By Tara Culp-Ressler on September 10, 2013 at 1:18 pm
United Nations researchers just published a sweeping study on the roots of sexual violence, spanning six countries and two years. The survey, which they say represents the world’s largest scientific project into the subject so far, aimed to investigate the “under-researched” area of male-perpetrated rape. On average, about one in four men included in the study said they had raped someone at some point in their lives. One in ten had raped someone who wasn’t their romantic partner.

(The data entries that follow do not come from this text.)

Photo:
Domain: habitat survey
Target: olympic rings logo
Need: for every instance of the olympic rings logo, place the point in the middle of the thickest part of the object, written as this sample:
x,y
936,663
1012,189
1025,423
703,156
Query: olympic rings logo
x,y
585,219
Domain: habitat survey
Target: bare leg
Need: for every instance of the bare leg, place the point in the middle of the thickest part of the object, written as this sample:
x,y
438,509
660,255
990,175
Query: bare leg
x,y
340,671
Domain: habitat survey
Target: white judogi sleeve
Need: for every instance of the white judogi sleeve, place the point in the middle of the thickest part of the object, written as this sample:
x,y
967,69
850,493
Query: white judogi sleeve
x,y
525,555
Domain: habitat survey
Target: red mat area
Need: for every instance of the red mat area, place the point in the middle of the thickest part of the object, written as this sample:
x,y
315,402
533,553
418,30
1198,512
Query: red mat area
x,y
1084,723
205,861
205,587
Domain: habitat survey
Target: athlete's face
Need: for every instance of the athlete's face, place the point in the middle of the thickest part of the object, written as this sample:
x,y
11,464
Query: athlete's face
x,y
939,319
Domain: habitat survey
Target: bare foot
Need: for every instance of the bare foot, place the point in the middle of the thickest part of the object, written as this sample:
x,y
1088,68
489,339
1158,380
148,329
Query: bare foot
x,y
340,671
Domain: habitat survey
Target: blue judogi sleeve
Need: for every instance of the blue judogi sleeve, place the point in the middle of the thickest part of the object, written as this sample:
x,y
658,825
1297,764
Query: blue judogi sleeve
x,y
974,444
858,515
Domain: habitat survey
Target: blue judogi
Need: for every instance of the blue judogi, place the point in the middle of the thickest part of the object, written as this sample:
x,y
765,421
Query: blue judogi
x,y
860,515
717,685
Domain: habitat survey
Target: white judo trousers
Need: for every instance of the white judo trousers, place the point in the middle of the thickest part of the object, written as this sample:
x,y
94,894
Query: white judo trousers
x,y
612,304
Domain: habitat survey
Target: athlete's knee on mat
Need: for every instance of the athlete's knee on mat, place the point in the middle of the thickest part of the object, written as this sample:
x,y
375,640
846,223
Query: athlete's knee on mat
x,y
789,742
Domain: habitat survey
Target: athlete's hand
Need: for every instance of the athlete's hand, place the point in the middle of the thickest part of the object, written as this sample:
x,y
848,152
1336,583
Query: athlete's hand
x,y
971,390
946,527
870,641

The UN study surveyed over 10,000 men from Bangladesh, China, Cambodia, Indonesia, Papua New Guinea, and Sri Lanka. The researchers caution that some regional attitudes about sexuality in Southeastern Asia may contribute to the results that they gathered across those six countries. Still, though, there are some big takeaways from their findings. Here’s what the new research can tell us about the landscape of sexual violence as a whole:
Many people have the wrong idea about what “rape” actually is. The researchers intentionally didn’t use the word “rape” in any of their questionnaires about Asian men’s sexual histories. Instead, they asked men whether they had ever “forced a woman who was not your wife or girlfriend at the time to have sex,” or if they had ever “had sex with a woman who was too drunk or drugged to indicate whether she wanted it.” That likely helped researchers gather more accurate information about the nonconsensual sexual acts that men had engaged in. Since many people don’t learn the lines of consent, many sexually active adults may not understand when they’re violating someone else — and they may not believe they have actually raped someone. “Rape doesn’t just involve someone with a gun to a woman’s head,” Michele Decker, a public health professor who co-wrote the commentary that accompanied the new study, pointed out to CBS News. “People tend to think of rape as something someone else would do.”